Izabela Wagner-Saffray (Institute of Sociology, Warsaw University) delivers 'Bauman and Refugees - Biography and Writing' as part of the School of Sociology and Social Policy research seminar series.

Speaker: Izabela Wagner-Saffray (Institute of Sociology, Warsaw University )

Abstract: In 2016, after an unprecedented one million refugees and migrants arrived in Europe, Zygmunt Bauman published Strangers at Our Door. His analysis of the ‘migration panic’ phenomenon helps to understand processes occurring between ‘strangers’ and ‘us’. Bauman sketches a pertinent and persuasive socio-political model of reacting to migration, however he never Draws from his own experience as a refugee, using mainly texts by philosophers, psycho-sociologists, sociologists and journalists as well as politicians instead. Yet, a close lecture of the book shows discrete traces of his life story.

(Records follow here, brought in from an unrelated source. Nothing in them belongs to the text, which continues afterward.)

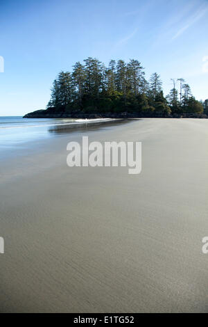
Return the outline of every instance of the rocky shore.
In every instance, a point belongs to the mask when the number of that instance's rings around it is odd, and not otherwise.
[[[80,111],[74,112],[67,112],[64,111],[55,111],[53,108],[49,108],[45,110],[37,110],[32,113],[27,113],[24,118],[80,118],[80,119],[95,119],[95,118],[207,118],[207,115],[204,113],[187,113],[182,115],[171,115],[164,116],[159,114],[150,115],[145,113],[137,112],[121,112],[121,113],[98,113],[94,112],[87,113]]]

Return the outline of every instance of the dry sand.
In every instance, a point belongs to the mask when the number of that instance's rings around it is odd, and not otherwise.
[[[141,174],[69,168],[83,135],[141,141]],[[59,136],[1,163],[0,311],[208,312],[208,120]]]

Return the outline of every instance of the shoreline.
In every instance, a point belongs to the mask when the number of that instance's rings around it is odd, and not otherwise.
[[[87,134],[141,141],[141,173],[69,168],[67,143]],[[58,135],[1,166],[1,311],[207,312],[208,121]]]

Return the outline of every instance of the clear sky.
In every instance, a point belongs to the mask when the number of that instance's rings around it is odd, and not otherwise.
[[[45,109],[76,61],[139,60],[208,98],[208,0],[0,0],[0,115]],[[0,62],[0,71],[1,63]]]

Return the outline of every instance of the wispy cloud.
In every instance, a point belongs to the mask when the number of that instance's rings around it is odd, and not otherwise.
[[[129,40],[132,38],[138,32],[139,28],[137,27],[132,32],[131,32],[130,34],[128,35],[125,36],[121,40],[119,40],[116,44],[115,44],[115,47],[119,47],[121,45],[123,45],[128,42]]]
[[[201,7],[195,14],[192,15],[191,17],[187,19],[186,24],[177,31],[177,32],[173,36],[172,40],[175,40],[181,35],[187,29],[204,16],[207,11],[208,6],[207,4]]]

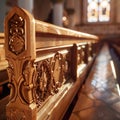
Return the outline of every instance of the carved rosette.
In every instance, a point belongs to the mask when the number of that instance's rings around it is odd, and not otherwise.
[[[25,50],[25,21],[22,17],[14,14],[8,22],[9,25],[9,50],[18,55]]]

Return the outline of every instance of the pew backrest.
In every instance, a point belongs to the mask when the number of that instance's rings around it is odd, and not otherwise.
[[[11,88],[7,118],[62,119],[98,51],[98,42],[95,35],[35,20],[14,7],[5,18]]]

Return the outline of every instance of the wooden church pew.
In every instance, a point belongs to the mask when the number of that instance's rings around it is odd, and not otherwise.
[[[0,33],[0,119],[5,120],[5,109],[8,103],[9,88],[8,88],[8,74],[6,67],[8,66],[5,60],[5,40],[4,33]]]
[[[5,18],[7,119],[62,119],[99,50],[94,35],[61,28],[14,7]]]

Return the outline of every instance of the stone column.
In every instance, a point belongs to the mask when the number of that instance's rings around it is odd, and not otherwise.
[[[33,0],[18,0],[18,6],[28,10],[30,13],[33,13]]]

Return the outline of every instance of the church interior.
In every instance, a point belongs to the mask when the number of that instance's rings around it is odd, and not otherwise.
[[[0,120],[120,120],[120,0],[1,0]]]

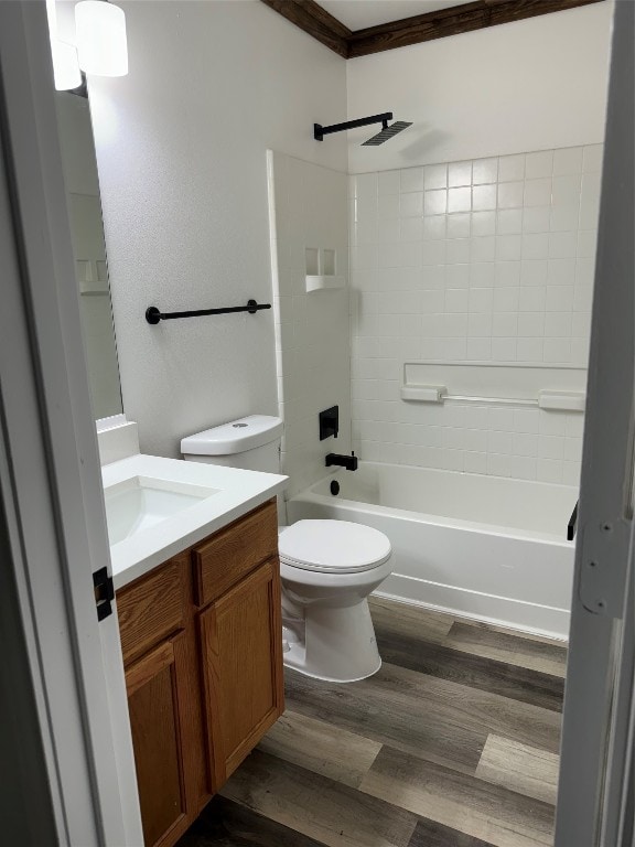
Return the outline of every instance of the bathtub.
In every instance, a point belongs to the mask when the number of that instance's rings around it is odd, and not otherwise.
[[[287,516],[386,533],[396,567],[384,597],[567,639],[577,498],[570,485],[360,461],[293,496]]]

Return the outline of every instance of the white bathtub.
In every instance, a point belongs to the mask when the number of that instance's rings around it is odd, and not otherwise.
[[[386,533],[397,561],[378,593],[567,639],[577,497],[570,485],[360,461],[292,497],[287,516]]]

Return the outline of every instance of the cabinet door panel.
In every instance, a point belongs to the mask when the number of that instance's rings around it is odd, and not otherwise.
[[[175,664],[182,637],[161,644],[126,673],[146,847],[185,825]]]
[[[200,605],[222,597],[260,562],[278,555],[276,503],[266,503],[194,548]]]
[[[261,565],[200,615],[217,791],[283,709],[280,576]]]

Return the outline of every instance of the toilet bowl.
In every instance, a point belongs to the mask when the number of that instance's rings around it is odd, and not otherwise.
[[[282,421],[250,415],[181,441],[183,458],[279,473]],[[279,511],[283,511],[279,502]],[[346,521],[299,521],[279,535],[284,665],[352,683],[381,667],[368,594],[394,568],[388,538]]]
[[[346,521],[299,521],[279,535],[287,667],[333,683],[381,667],[368,594],[394,568],[388,538]]]

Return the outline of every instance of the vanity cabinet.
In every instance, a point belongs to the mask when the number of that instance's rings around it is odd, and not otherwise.
[[[171,847],[284,708],[276,502],[117,608],[146,847]]]

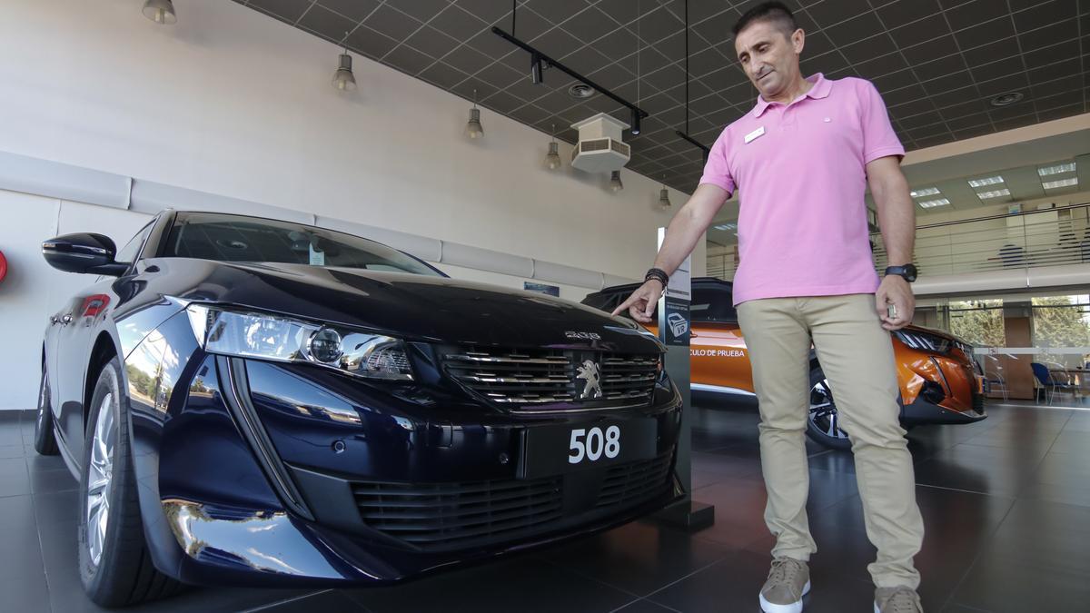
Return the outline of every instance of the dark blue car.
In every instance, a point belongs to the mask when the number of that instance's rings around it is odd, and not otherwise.
[[[35,446],[80,480],[104,605],[181,584],[385,584],[678,496],[664,347],[329,229],[164,212],[50,317]]]

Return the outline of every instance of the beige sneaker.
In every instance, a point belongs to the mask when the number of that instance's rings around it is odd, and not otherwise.
[[[810,567],[790,557],[772,561],[768,580],[761,588],[764,613],[801,613],[802,597],[810,591]]]
[[[874,613],[923,613],[920,594],[908,586],[874,590]]]

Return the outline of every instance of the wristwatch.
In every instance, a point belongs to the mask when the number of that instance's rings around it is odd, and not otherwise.
[[[912,283],[916,280],[916,265],[905,264],[904,266],[888,266],[886,268],[886,275],[897,275],[904,277],[906,281]]]

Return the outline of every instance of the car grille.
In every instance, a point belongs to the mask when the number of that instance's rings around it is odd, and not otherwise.
[[[420,546],[443,549],[532,530],[561,515],[560,479],[475,483],[355,483],[364,524]]]
[[[669,470],[669,455],[611,467],[602,483],[597,506],[627,506],[642,501],[662,489]]]
[[[600,369],[601,396],[583,398],[586,361]],[[659,356],[594,351],[462,350],[445,352],[446,372],[485,398],[505,405],[596,401],[606,408],[646,400],[658,376]]]
[[[548,532],[580,514],[603,517],[663,493],[670,458],[610,467],[593,504],[565,513],[564,478],[472,483],[352,483],[368,527],[424,551],[516,541]]]

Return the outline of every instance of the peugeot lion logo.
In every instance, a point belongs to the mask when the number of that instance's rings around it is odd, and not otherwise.
[[[681,336],[689,332],[689,323],[685,321],[685,316],[680,313],[670,313],[670,316],[666,317],[667,323],[670,324],[670,332],[674,336]]]
[[[583,365],[579,366],[579,374],[576,375],[576,378],[581,378],[586,382],[586,385],[583,386],[583,393],[579,395],[581,400],[602,397],[602,383],[598,381],[600,376],[601,371],[594,360],[583,360]]]

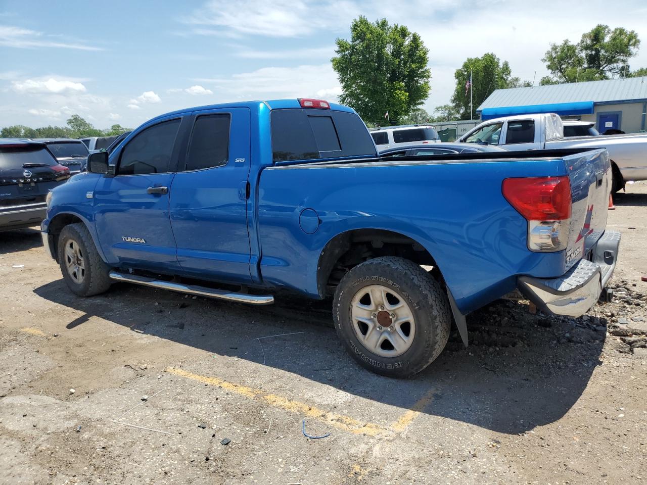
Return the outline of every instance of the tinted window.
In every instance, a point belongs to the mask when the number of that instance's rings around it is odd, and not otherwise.
[[[375,154],[366,125],[355,113],[275,109],[271,124],[274,162]]]
[[[57,158],[87,156],[89,153],[87,147],[81,142],[49,143],[47,148]]]
[[[180,120],[173,120],[138,133],[122,152],[118,175],[168,172],[179,127]]]
[[[493,123],[491,125],[487,125],[476,130],[468,136],[465,141],[468,143],[498,145],[499,138],[501,136],[501,129],[503,127],[503,123]]]
[[[371,136],[376,145],[387,145],[389,143],[389,135],[386,131],[373,131]]]
[[[0,146],[0,171],[28,168],[32,166],[56,165],[56,160],[45,147],[3,148]]]
[[[534,122],[531,120],[508,122],[506,144],[532,143],[534,141]]]
[[[104,148],[107,148],[110,146],[110,144],[117,139],[118,135],[115,135],[114,136],[101,136],[96,139],[96,143],[94,144],[95,150],[101,150]]]
[[[199,116],[193,124],[186,155],[186,169],[226,165],[229,158],[229,114]]]
[[[393,130],[395,143],[413,143],[426,140],[437,140],[438,133],[433,128],[411,128],[407,130]]]

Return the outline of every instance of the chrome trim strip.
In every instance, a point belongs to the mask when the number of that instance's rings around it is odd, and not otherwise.
[[[239,303],[248,303],[250,305],[271,305],[274,303],[274,297],[272,295],[248,295],[244,293],[234,293],[224,290],[206,288],[194,285],[184,285],[182,283],[164,281],[163,280],[148,278],[146,276],[124,274],[116,271],[111,271],[109,275],[111,279],[116,281],[124,281],[136,285],[143,285],[145,286],[159,288],[162,290],[187,293],[190,295],[200,295],[208,298],[236,301]]]

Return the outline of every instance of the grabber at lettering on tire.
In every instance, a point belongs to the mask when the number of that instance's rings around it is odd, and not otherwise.
[[[452,313],[445,291],[408,259],[383,256],[353,268],[337,286],[333,316],[337,335],[366,369],[409,377],[440,355]]]
[[[87,228],[81,223],[65,226],[58,237],[58,264],[68,288],[79,296],[92,296],[110,288],[106,264]]]

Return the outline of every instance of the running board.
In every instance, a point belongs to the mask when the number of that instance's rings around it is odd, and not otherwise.
[[[195,285],[184,285],[164,281],[162,279],[155,279],[146,276],[139,276],[134,274],[124,274],[116,271],[111,271],[109,276],[116,281],[124,281],[136,285],[143,285],[145,286],[159,288],[162,290],[170,290],[179,293],[186,293],[190,295],[199,295],[208,298],[216,298],[221,300],[236,301],[239,303],[248,303],[250,305],[272,305],[274,303],[274,297],[272,295],[248,295],[246,293],[234,293],[225,290],[216,290],[213,288],[199,286]]]

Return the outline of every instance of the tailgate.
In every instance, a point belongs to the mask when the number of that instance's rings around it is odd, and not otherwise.
[[[611,171],[604,149],[564,157],[571,182],[573,206],[565,252],[566,269],[589,259],[593,244],[606,227]]]

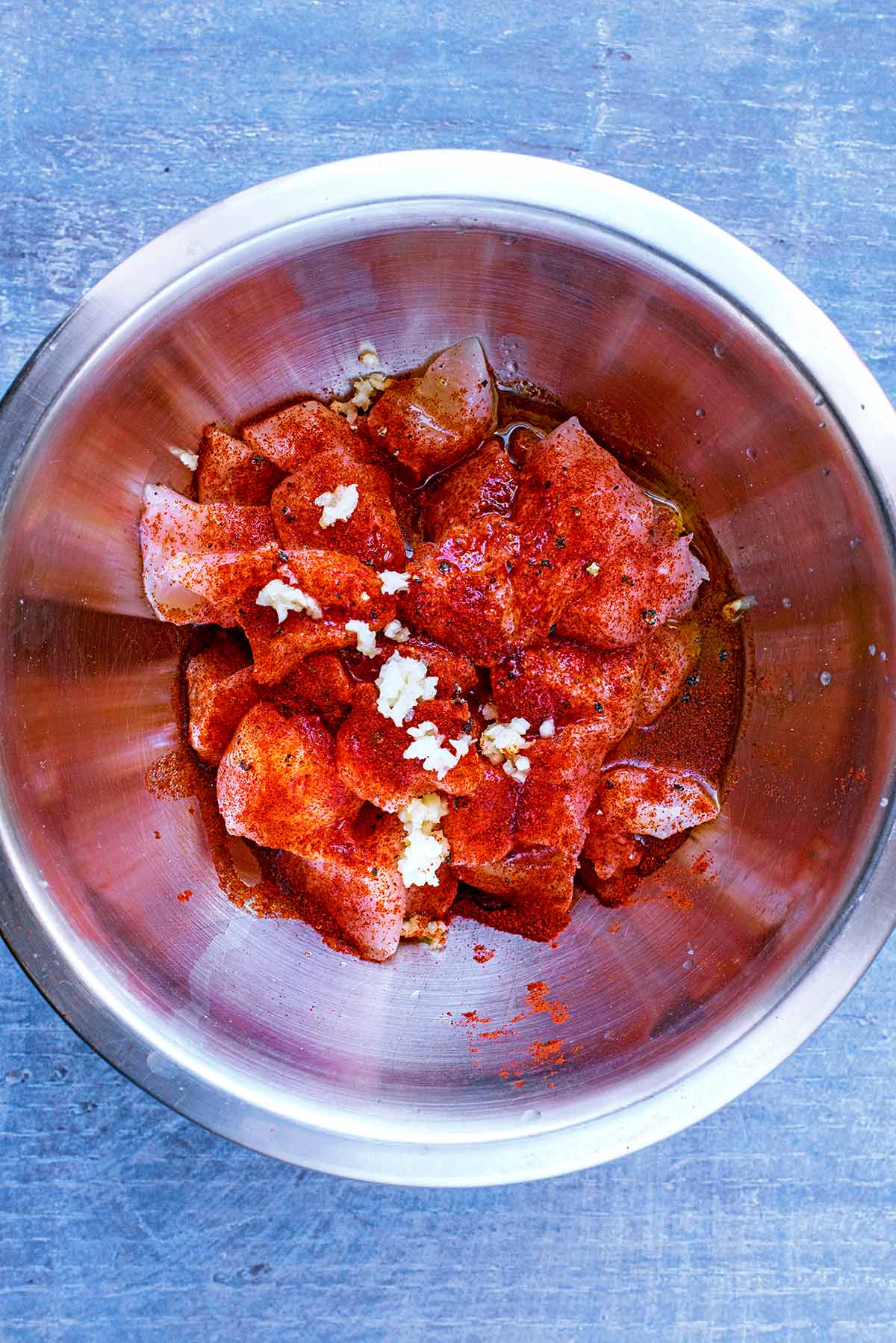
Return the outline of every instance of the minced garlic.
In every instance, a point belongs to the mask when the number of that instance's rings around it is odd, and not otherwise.
[[[386,596],[391,596],[392,592],[407,592],[408,584],[411,582],[410,573],[398,573],[395,569],[383,569],[379,575],[380,588]]]
[[[416,728],[408,728],[407,735],[414,740],[403,753],[404,760],[419,760],[423,768],[430,770],[439,783],[473,745],[473,737],[462,733],[446,747],[445,737],[434,723],[420,723]]]
[[[365,658],[376,657],[379,653],[379,649],[376,647],[376,635],[365,620],[347,620],[345,629],[349,634],[357,635],[359,653],[363,653]]]
[[[271,579],[266,583],[255,598],[255,606],[273,606],[277,611],[277,620],[282,624],[290,611],[305,611],[312,620],[322,620],[324,612],[320,602],[316,602],[301,588],[290,587],[282,579]]]
[[[434,700],[438,677],[426,673],[426,662],[394,653],[376,678],[376,689],[380,692],[376,701],[379,713],[400,728],[420,700]]]
[[[406,886],[438,886],[438,870],[451,851],[439,827],[445,815],[447,802],[438,792],[414,798],[399,811],[404,845],[398,870]]]
[[[501,766],[517,783],[523,783],[529,772],[528,757],[520,755],[529,727],[528,719],[510,719],[509,723],[493,723],[480,737],[480,749],[485,759]]]
[[[183,447],[173,447],[173,446],[171,446],[168,451],[171,453],[172,457],[176,457],[179,462],[183,462],[188,471],[195,471],[196,467],[199,466],[199,457],[196,455],[196,453],[188,453]]]
[[[395,643],[407,643],[411,637],[411,631],[400,620],[390,620],[390,623],[383,630],[387,639],[392,639]]]
[[[427,919],[426,915],[411,915],[402,921],[402,937],[412,941],[427,941],[433,951],[445,951],[447,924],[441,919]]]
[[[347,522],[357,508],[357,485],[337,485],[334,490],[326,490],[314,500],[321,513],[321,526],[333,526],[336,522]]]

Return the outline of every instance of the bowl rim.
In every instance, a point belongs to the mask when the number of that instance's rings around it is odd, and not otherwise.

Zygmunt Bauman belonged to the category of ‘refugees’ twice. First time, when as a teenager, with his parents he fled Poland occupied by Nazi Germany and thereupon experienced the status of ‘a foreigner’ in the USSR (1939-1944). For the second time, in 1968, when he, his wife and their children were expelled from Poland as Jewish due to the government’s anti-Semitic policy, when the whole Bauman family became ‘stateless persons’. During the majority of his life Bauman belonged to the category of ‘the other’, being stigmatized and discriminated against.

The seminar will consist of three parts: First, a biographical case study of Bauman’s personal experience of seeking refuge abroad; Second, an ethnographic case study of a center for refugees in Italy; and finally, a discussion of such phenomena as ‘otherness’, ‘we-ness’, exclusions and interactions.